Nel porto arrivavano grano e carbone, ma soprattutto petrolio, una vischiosa fanghiglia che serviva al consumo interno e come merce da esportazione per motori diesel. Le navi li sovrastavano come giganti; ogni suono produceva un’eco, ogni sartia strideva, allentandosi per la marea.

Passando accanto agli scafi, Arkady leggeva i nomi alla luce della torcia. Alcune navi erano quasi relitti, altre erano pronte a salpare. Sapeva che per Maxim quel momento era solo una pausa e che, se non avessero trovato Beledon e i suoi soci, avrebbero ripreso da dove si erano interrotti.

Scorsero finalmente delle luci davanti a loro e nella foschia apparve la nave che cercavano. Chi le aveva dato quel nome era dotato di senso dell’umorismo. Invece dell’elegante yacht di Grisha, questa Natalja era una vagabonda, una tozza petroliera di piccole dimensioni adatta alla navigazione costiera, con dei pneumatici al posto dei parabordi. Sull’imbarcazione aleggiava un’atmosfera di reciproca soddisfazione. Le parole di Alexi non suonavano nitide, ma la sua risata era inconfondibile. Con un’occhiata a Maxim, Arkady gli fece segno di seguirlo su per una scaletta arrugginita e di saltare oltre il parapetto.

Il ponte della petroliera era un labirinto intricato di valvole verniciate di rosso. Addossato alla tuga c’era un tavolo con sopra dei secchielli di ghiaccio per lo champagne.

Arkady riconobbe Abdul, vestito di nero alla moda cecena, con l’aria di uno che guida una Porsche durante la settimana e un carro armato nei giorni festivi. Gli Shagelman sembravano due vecchi decisi a fare le ore piccole. Non conosceva il nome dei viceministri e degli ufficiali di Marina che facevano parte della combriccola riunita intorno alla tavola, ma sapeva che tipo di persone fossero. Un paio di uomini d’affari cinesi in abiti dal taglio antiquato cercavano di rendersi invisibili. Nello scorgere Arkady e Maxim, tutti si immobilizzarono.

Alexi si riprese per primo, imperturbabile come un croupier. «Immagino che il vostro amico sia riuscito a decifrare il taccuino. Pazienza. Come potete vedere, tutto prosegue secondo le previsioni.»

Le guardie del corpo, che fino a quel momento erano rimaste a rispettosa distanza, arrivarono di corsa, ma Beledon fece loro segno di prendersela comoda. Nel taccuino, Grisha era stato il primo tra uguali, l’Uomo col cappello e una linea sotto. Il titolo ora spettava per anzianità allo Scimmione.

Era chiaro che Alexi avrebbe voluto farli fuori lì per lì. Ma, almeno per il momento, sarebbe sembrato un gesto poco cortese, troppo imperioso, nell’insieme prematuro. Con i suoi polsi villosi e le sopracciglia unite, Beledon poteva apparire primitivo e piegato dagli anni, ma ci teneva alle buone maniere. In attesa di un segnale, gli ufficiali di Marina tenevano i bicchieri di champagne a mezz’aria, pronti ad alzarli non appena risolto l’incidente. Era una cerimonia semplice, senza caviale. Il taglio del nastro per inaugurare una nuova impresa.
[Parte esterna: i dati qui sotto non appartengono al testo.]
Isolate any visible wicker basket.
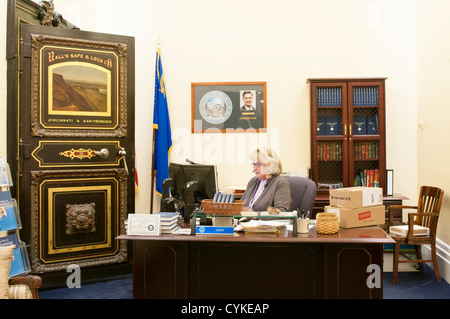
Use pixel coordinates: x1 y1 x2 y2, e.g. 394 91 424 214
316 213 339 234
202 199 245 216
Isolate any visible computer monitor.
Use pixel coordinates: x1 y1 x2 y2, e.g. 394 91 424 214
167 163 186 198
183 164 217 203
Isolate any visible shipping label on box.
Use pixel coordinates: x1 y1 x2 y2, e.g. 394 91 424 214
330 187 383 208
324 205 386 228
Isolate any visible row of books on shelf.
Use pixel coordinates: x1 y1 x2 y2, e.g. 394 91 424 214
0 155 31 277
317 87 342 106
317 141 342 160
353 169 380 187
353 141 379 160
0 190 31 277
353 86 378 106
317 86 378 107
317 116 342 135
353 114 378 135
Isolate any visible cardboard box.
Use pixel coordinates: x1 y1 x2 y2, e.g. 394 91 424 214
389 225 430 236
330 187 383 208
324 205 386 228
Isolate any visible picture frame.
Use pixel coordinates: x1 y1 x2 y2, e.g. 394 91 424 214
31 35 127 137
191 82 267 133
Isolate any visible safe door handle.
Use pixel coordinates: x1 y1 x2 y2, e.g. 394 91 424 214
118 147 130 176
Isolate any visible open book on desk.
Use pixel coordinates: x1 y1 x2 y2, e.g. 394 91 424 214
234 220 286 233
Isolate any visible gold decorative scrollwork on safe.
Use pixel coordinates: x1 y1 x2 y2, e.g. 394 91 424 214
66 203 95 235
59 148 96 160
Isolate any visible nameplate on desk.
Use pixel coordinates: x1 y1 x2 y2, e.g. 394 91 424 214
195 225 234 235
127 214 161 236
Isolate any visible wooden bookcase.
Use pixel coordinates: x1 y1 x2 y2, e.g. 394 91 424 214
308 78 386 194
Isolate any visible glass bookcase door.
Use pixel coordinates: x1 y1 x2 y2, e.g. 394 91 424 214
312 83 348 189
348 82 385 187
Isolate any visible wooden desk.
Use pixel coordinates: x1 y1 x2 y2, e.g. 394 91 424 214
117 226 394 299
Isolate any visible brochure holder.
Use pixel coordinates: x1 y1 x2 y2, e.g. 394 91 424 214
0 156 31 278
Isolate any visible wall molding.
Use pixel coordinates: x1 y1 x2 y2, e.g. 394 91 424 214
422 238 450 283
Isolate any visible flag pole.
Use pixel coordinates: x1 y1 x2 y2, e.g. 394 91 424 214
150 128 156 214
150 36 161 214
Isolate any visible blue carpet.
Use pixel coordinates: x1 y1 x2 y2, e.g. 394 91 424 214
383 264 450 299
39 274 133 299
39 265 450 299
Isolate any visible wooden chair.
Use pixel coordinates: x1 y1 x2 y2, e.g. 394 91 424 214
389 186 444 285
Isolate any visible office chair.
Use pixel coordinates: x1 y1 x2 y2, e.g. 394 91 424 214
389 186 444 285
287 176 317 214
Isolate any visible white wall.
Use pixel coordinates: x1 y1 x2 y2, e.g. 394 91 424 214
0 1 8 160
417 0 450 280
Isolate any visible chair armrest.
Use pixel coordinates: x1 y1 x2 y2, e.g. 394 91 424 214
8 275 42 299
406 213 439 244
389 205 418 226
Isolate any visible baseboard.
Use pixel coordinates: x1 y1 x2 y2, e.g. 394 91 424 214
422 239 450 283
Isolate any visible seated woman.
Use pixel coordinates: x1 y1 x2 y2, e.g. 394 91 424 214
242 148 292 212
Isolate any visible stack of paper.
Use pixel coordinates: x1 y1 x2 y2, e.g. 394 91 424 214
156 212 180 234
241 220 286 233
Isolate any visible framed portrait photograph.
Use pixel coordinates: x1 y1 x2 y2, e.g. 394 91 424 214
191 82 267 133
31 35 127 136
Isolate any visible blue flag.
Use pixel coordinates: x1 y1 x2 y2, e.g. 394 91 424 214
153 48 172 195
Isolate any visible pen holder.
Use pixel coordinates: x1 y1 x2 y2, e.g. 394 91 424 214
316 213 339 234
297 218 309 234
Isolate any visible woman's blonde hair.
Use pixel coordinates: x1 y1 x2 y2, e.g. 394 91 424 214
250 147 283 178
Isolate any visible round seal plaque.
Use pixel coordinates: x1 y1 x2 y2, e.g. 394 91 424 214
199 91 233 124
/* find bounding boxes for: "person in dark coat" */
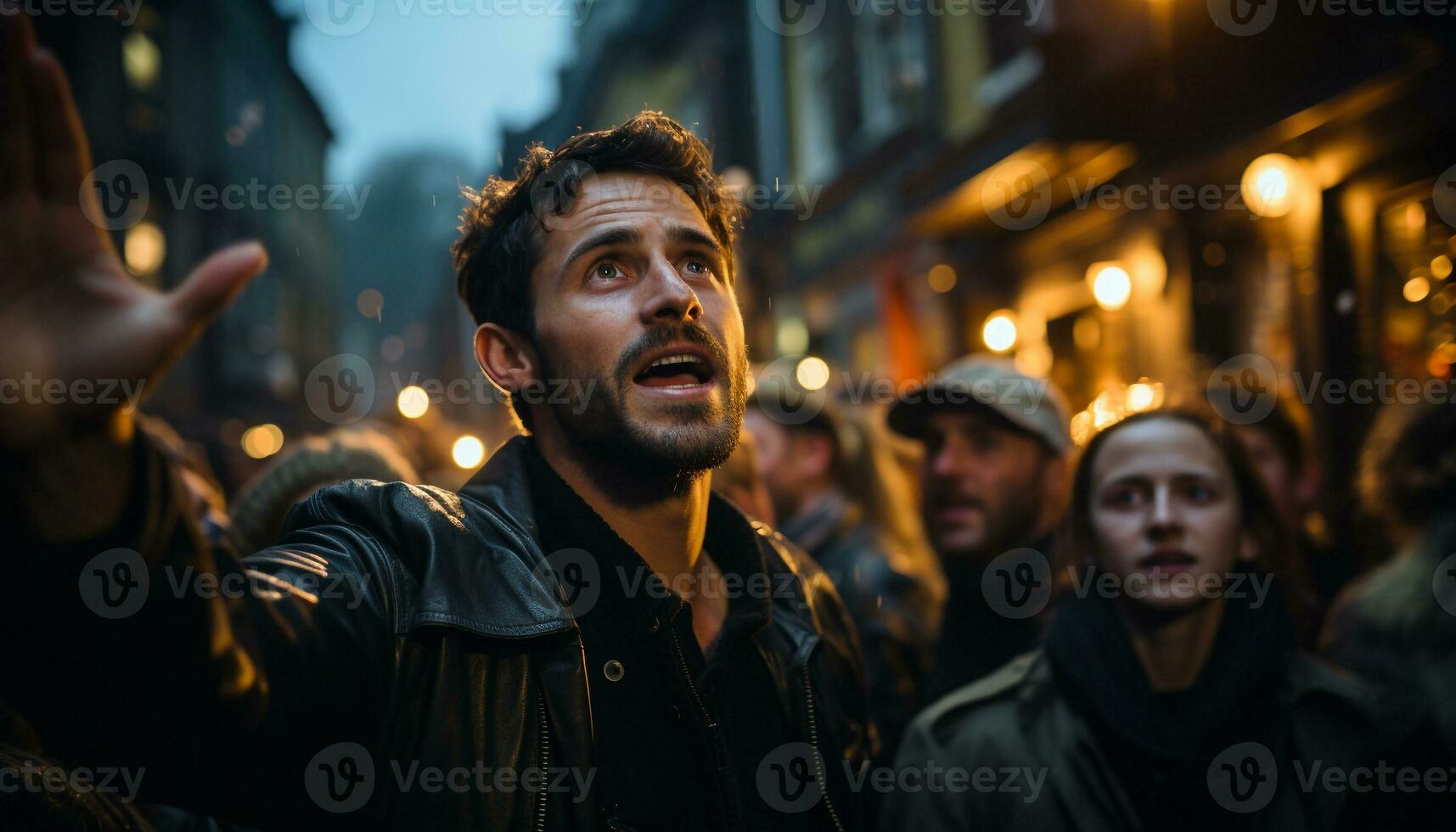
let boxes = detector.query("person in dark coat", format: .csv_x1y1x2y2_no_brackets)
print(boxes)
882,411,1434,832
1321,402,1456,762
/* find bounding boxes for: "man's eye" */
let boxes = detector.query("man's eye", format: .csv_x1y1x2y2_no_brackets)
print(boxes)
1102,488,1140,507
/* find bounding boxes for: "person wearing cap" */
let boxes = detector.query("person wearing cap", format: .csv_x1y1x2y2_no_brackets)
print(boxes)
744,393,935,759
886,354,1071,702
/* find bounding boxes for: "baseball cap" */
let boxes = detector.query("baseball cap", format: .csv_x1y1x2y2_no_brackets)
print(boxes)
886,352,1071,454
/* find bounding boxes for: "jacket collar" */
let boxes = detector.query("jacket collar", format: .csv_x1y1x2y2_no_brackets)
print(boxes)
451,436,817,653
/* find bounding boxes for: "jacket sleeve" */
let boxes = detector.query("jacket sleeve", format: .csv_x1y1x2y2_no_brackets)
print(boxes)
0,437,393,824
880,708,981,832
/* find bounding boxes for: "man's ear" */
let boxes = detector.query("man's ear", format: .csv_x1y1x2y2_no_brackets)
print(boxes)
475,323,540,395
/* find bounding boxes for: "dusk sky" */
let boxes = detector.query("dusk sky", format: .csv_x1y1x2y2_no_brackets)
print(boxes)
275,0,572,181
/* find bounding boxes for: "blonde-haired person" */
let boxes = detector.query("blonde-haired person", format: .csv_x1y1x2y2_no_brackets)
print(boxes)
882,409,1431,832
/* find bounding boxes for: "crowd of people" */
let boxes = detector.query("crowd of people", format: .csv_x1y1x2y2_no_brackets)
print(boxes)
0,16,1456,832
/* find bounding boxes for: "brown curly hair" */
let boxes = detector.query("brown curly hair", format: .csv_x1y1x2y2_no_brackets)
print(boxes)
453,110,743,324
452,110,743,427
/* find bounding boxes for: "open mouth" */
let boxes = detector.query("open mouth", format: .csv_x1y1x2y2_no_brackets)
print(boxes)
1140,551,1198,573
632,352,713,391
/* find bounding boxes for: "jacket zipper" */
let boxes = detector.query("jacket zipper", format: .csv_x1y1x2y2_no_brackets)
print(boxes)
668,615,734,828
536,688,550,832
804,661,845,832
672,627,717,730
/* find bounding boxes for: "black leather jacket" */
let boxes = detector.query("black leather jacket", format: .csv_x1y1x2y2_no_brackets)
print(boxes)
0,439,874,830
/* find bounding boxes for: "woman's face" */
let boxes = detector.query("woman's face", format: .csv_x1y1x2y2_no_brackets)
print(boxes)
1091,419,1254,612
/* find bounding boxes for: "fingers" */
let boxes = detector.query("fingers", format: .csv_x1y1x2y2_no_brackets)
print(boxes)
0,10,35,197
26,49,90,200
167,242,268,326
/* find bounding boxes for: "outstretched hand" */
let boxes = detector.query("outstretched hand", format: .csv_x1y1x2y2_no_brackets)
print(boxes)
0,9,268,456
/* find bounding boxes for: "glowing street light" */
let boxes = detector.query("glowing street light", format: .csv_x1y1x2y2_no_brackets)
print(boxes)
395,385,430,419
1239,153,1305,217
794,356,829,392
981,309,1016,352
243,424,283,459
450,434,485,470
1088,262,1133,312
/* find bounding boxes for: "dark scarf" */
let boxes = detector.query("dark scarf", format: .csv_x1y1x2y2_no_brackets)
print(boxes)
923,550,1051,706
1047,576,1295,763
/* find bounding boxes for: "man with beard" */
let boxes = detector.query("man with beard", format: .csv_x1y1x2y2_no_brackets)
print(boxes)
888,356,1071,702
0,16,874,830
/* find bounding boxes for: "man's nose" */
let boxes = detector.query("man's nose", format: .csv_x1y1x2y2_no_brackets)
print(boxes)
1147,488,1183,537
642,256,703,326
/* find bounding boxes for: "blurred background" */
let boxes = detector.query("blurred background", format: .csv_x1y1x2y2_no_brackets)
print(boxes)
28,0,1456,556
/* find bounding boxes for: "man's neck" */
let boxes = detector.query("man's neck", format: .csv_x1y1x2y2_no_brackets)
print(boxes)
1118,598,1224,694
534,431,712,588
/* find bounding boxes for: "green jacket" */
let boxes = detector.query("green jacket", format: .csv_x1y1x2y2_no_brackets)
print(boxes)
881,649,1428,832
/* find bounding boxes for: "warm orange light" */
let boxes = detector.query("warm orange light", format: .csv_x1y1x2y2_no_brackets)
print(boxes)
1239,153,1305,217
395,385,430,419
1088,262,1133,312
981,309,1016,352
243,424,283,459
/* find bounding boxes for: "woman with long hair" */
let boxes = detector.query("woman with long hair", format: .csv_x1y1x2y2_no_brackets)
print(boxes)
884,409,1428,830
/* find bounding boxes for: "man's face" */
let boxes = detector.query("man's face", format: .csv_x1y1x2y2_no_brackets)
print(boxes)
531,173,749,476
922,409,1057,564
743,408,804,520
1089,419,1252,612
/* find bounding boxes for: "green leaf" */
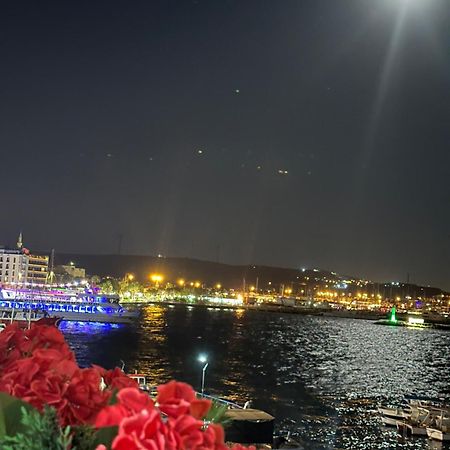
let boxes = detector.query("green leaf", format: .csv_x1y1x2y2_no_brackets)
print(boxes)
0,392,36,436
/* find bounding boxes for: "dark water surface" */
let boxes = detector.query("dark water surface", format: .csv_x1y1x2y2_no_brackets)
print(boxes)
62,306,450,450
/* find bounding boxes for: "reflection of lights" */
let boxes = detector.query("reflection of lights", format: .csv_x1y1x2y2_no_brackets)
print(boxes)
408,317,425,325
150,273,164,283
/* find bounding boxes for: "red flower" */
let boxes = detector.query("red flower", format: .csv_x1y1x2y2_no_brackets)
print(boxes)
156,381,211,419
95,388,155,428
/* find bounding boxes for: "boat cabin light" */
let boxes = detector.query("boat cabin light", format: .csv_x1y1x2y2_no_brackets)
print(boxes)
408,317,424,325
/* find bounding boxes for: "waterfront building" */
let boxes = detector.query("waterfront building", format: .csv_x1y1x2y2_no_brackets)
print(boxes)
0,233,49,284
27,254,48,284
55,262,86,283
0,248,29,284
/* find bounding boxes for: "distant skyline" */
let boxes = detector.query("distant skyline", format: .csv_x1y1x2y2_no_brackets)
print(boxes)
0,0,450,289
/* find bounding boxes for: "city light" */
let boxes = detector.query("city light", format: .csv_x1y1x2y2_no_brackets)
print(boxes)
150,273,164,283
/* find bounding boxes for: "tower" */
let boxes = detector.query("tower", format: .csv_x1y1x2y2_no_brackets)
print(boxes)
16,232,23,250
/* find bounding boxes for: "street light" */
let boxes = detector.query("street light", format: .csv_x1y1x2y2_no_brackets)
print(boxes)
198,354,208,397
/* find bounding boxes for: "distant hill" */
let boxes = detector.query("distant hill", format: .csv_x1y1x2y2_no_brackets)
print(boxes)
55,253,312,287
55,253,443,297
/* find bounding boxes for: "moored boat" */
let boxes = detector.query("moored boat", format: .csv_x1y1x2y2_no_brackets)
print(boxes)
0,309,61,328
427,428,450,442
0,287,139,323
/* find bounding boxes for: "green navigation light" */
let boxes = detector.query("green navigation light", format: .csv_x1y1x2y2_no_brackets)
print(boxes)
389,306,397,323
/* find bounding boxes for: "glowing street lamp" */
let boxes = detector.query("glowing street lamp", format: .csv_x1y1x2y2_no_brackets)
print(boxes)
198,354,208,397
150,273,164,287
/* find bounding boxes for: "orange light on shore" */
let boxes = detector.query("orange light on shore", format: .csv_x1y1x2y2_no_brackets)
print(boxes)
150,273,164,283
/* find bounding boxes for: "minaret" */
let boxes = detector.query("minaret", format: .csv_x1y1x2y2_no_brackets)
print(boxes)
16,232,23,250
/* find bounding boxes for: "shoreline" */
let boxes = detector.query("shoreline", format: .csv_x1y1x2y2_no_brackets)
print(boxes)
121,300,450,326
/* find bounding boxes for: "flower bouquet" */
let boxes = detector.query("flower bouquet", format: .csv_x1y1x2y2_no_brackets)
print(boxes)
0,324,253,450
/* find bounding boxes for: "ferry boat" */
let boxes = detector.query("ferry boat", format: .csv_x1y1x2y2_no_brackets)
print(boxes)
0,308,61,330
0,286,139,323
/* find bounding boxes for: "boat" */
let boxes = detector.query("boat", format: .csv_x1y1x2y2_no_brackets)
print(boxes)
122,370,300,449
378,406,411,419
427,428,450,442
397,405,435,436
381,416,402,427
197,393,301,449
0,286,139,323
0,308,61,329
427,408,450,442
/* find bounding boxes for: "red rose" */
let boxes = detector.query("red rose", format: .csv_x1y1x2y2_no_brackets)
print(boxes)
95,388,155,428
156,381,211,419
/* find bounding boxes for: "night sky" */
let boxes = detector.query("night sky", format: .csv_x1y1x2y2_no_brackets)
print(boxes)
0,0,450,288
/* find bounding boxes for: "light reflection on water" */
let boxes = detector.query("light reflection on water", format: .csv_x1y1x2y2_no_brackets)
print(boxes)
62,306,450,449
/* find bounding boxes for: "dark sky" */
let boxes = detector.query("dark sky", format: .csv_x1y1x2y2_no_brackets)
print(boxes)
0,0,450,288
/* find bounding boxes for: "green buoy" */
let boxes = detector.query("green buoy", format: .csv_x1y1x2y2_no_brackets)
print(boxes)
389,306,397,323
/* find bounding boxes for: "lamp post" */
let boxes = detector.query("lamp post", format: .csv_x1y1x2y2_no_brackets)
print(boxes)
198,355,208,397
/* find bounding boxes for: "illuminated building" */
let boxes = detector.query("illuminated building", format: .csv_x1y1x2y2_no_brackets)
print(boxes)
0,248,29,284
26,254,48,284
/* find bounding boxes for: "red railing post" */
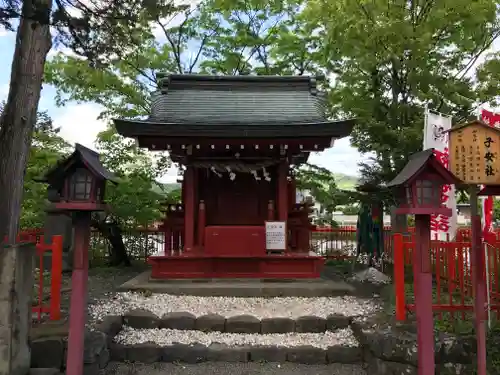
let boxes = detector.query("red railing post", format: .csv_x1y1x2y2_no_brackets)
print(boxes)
49,236,63,320
393,233,406,321
36,236,45,321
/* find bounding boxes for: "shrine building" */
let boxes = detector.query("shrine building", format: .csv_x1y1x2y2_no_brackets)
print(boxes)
114,74,354,279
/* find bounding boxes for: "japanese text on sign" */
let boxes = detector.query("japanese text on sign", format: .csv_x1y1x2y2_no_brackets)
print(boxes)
431,147,451,233
266,221,286,250
449,123,500,184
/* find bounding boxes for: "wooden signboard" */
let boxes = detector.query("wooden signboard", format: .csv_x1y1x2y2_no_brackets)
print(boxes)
449,120,500,185
266,221,287,250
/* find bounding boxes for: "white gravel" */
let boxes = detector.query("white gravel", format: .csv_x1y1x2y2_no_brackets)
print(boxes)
352,267,391,285
89,292,379,320
115,327,359,349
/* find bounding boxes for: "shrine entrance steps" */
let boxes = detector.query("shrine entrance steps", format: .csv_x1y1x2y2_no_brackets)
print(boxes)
118,271,355,297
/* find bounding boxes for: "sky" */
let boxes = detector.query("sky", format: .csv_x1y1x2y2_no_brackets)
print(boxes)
0,22,500,182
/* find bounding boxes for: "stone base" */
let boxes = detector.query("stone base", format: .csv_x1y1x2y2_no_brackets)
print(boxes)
118,271,355,297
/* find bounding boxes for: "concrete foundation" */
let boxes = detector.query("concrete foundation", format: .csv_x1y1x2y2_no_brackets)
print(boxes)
0,243,35,375
118,271,354,297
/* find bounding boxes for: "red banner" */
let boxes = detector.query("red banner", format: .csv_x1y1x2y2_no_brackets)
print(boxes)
481,109,500,238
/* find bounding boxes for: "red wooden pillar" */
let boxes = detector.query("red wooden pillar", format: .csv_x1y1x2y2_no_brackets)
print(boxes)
267,201,274,221
288,177,297,207
184,167,195,251
198,201,206,247
66,211,91,375
163,224,172,255
278,160,288,221
413,215,436,375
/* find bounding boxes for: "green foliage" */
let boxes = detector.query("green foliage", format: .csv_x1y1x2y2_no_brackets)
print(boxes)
477,52,500,107
301,0,499,182
294,164,350,222
0,102,70,228
45,0,352,217
342,204,359,215
96,127,175,228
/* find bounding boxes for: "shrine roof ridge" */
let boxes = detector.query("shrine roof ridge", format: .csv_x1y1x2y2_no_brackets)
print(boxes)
113,74,354,138
156,73,325,89
113,119,356,138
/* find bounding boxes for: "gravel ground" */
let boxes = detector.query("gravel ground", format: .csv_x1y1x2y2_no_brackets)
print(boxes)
53,265,146,319
100,362,366,375
90,292,379,319
115,327,359,349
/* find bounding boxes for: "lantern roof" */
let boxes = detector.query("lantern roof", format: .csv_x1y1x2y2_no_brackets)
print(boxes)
113,74,355,138
37,143,118,185
387,148,462,187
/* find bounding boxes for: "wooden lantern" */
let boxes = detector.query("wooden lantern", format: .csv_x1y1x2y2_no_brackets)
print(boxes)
40,143,116,211
387,149,462,216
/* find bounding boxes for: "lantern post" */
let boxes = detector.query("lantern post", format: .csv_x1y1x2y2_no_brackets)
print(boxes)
40,144,116,375
387,149,461,375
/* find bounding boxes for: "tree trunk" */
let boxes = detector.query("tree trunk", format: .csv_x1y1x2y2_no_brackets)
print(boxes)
92,220,132,267
0,0,52,243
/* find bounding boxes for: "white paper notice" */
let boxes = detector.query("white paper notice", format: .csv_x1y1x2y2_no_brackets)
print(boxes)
266,221,286,250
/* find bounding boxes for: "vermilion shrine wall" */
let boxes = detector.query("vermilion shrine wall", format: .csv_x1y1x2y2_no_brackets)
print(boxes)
198,169,277,226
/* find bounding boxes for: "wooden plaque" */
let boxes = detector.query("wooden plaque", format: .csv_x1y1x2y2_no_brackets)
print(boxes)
449,121,500,185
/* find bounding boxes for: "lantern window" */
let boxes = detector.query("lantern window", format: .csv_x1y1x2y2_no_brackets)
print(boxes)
70,168,93,201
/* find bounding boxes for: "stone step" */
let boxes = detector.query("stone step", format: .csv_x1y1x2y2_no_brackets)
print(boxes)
118,271,356,297
116,309,352,334
96,316,362,364
110,342,362,365
89,292,380,328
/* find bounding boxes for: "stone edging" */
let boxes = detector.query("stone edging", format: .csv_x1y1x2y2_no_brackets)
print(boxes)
123,309,352,334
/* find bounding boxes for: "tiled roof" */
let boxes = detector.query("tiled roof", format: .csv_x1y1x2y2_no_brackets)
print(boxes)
149,75,328,126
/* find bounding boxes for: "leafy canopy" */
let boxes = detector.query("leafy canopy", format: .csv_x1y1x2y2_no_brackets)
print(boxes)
45,0,344,218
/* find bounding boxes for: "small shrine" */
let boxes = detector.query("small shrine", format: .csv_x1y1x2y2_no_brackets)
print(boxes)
114,75,354,279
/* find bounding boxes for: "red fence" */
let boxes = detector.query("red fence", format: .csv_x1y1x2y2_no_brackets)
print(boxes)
3,229,63,321
394,234,500,320
13,226,500,320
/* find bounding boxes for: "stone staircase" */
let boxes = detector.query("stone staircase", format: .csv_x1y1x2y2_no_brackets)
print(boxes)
101,309,362,364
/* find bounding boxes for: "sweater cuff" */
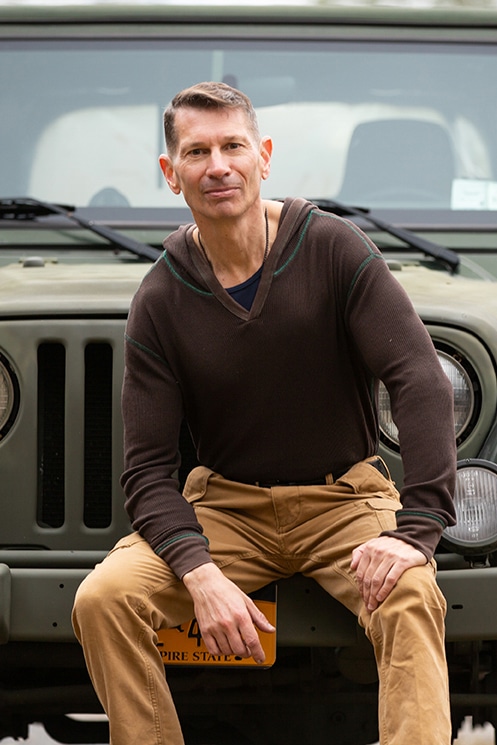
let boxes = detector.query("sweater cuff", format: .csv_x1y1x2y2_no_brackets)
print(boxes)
155,533,212,579
381,510,446,561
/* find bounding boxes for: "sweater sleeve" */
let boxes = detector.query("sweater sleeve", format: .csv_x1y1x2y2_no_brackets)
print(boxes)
121,290,211,579
340,218,457,559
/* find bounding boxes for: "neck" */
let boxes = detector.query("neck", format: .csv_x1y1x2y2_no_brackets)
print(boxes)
195,205,271,287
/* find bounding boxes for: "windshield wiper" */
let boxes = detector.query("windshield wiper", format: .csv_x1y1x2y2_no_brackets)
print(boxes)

«Benvenuti» disse Beledon. Omise le presentazioni, tranne per dire: «E questo deve essere il celebre poeta Maxim Dal». Maxim ne fu lusingato. Quale maggiore riconoscimento che un cenno di saluto da parte di un criminale leggendario? «Crede di poter scrivere dei versi su questa sua esperienza? Ovviamente non può comporli tenendo in mano una pistola. Vede, questa è una piacevole riunione tra amici che vengono dai quattro angoli del mondo. Coraggio, me la dia. È solo una scacciacani.» Beledon gliela prese.

«Me la sbrigo io con loro» disse Alexi.

«Perché? Non stiamo facendo niente di illegale» disse Beledon.

«Sanno della Curonian Amber» disse Alexi sussurrando, ma a voce abbastanza alta per farsi capire dal vecchio.

«Che cosa importa?»

«Il taccuino che il vostro interprete si è lasciato dietro non era poi così difficile da decodificare» disse Arkady. «Sappiamo che un sottomarino nucleare russo, che non ha superato i test per navigare in mare aperto, sarà riparato in Cina.»

«Sì. Si chiama esternalizzazione del lavoro» precisò Beledon.

«Sappiamo che voi e i vostri complici nel ministero della Difesa e nel Cremlino vi approprierete di metà dei fondi necessari alle riparazioni. È un’azione criminale.»

«È del tutto normale, invece. Gli affari hanno il loro costo. La gestione di un lavoro di queste dimensioni spesso assorbe metà dello stanziamento. Volete sapere altro?»

«Sì, vorrei parlare dell’omicidio.»

Gli ospiti cominciarono a dare segni di nervosismo. Non erano state fatte le presentazioni, ma Arkady aveva visto le fotografie che mostravano loro e altri della stessa risma sull’attenti, con in testa dei berretti militari. I due cinesi si scambiavano occhiate significative.

«Lei mente» disse Alexi.

«La risposta corretta era: “Quale omicidio?”» disse Arkady, scuotendo la testa.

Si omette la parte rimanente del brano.